China's parliament has published a draft cybersecurity law that consolidates Beijing's control over data, with potentially significant consequences for internet service providers and multinational firms doing business in the country.
The document strengthens user privacy protection from hackers and data resellers but elevates the government's powers obtain records on and block dissemination of private information deemed illegal under Chinese law.
Citing the need "to safeguard national cyberspace sovereignty, security and development," the proposed legislation will allow China to bolster its networks against threats to stability and better regulate the flow of information.
Earlier in July, China's largely rubber stamp parliament passed a sweeping national security law that tightened government control in politics, culture, the military, the economy, technology and the environment.
But cybersecurity has been a particularly irksome area in relations with economic partners like the United States and the European Union, which see many recently proposed rules as unfair to foreign firms.
Joerg Wuttke, president of the European Union Chamber of Commerce in China, said the business lobby was still reviewing the draft law but that it was "worried."
"The chief concern is that, as with many Chinese laws, the language is vague enough to make it unclear how the law will be enforced," Wuttke said.
Under the draft law, internet service providers must store data collected within China on Chinese territory; data stored overseas for business purposes must be government-approved.
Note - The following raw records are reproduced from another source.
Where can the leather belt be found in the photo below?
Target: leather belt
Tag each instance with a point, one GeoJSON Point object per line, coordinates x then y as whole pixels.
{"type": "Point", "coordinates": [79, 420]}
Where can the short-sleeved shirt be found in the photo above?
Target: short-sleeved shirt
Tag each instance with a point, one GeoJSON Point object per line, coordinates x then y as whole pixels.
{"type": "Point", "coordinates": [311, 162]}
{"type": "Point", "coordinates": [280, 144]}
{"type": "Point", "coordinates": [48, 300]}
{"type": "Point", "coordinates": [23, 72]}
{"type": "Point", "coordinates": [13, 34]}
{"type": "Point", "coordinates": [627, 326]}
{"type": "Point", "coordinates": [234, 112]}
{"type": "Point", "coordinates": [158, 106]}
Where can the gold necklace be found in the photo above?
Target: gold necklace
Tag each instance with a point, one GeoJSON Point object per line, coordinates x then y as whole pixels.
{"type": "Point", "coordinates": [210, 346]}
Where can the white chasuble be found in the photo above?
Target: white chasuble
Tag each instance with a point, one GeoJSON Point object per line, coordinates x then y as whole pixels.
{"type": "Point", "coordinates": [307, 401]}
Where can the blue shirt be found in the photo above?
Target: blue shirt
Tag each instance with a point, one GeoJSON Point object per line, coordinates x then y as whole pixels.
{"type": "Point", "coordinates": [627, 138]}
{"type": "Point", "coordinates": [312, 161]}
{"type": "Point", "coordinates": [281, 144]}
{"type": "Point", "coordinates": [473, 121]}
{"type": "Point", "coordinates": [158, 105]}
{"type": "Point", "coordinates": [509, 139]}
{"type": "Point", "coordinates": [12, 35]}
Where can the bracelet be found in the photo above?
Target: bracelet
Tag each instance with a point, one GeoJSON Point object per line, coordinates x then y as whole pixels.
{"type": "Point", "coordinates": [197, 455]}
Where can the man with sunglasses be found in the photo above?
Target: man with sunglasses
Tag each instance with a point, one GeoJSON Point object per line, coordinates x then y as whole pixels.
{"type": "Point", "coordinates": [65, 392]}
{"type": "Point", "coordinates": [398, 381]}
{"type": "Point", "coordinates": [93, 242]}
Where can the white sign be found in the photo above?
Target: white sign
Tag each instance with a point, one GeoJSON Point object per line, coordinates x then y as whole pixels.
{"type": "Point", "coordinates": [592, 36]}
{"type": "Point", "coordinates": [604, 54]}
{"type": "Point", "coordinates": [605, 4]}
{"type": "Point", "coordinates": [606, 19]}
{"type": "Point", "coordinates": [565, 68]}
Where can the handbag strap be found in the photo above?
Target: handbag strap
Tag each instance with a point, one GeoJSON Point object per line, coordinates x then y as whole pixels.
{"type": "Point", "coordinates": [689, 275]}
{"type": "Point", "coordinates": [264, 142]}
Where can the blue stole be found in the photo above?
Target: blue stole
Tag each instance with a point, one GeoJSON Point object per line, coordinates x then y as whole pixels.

Network equipment must also be approved under testing standards issued by China's cabinet.
The government also reiterated its longstanding objective of requiring internet users to log in with their real names to services like messaging apps - though such drives have failed in the past.
The parliament said government agencies would issue additional guidelines for network security in "critical industries" such as telecoms, energy, transport, finance, national defense and military matters, and government administration.
Parliament will take feedback on the proposed legislation until early August, and it will likely undergo a series of readings and possible adjustments before being adopted.
Nicholas Bequelin, East Asia Director at Amnesty International, said the draft law would institutionalize censorship practices that were not explicitly formulated before.
Article 50, for example, would give authorities the legal power to cut area-wide internet access to maintain order in the case of "sudden" incidents, much as it did for 10 months in 2009 after nearly 200 people died in ethnic riots in Urumqi, the capital of the western region of Xinjiang.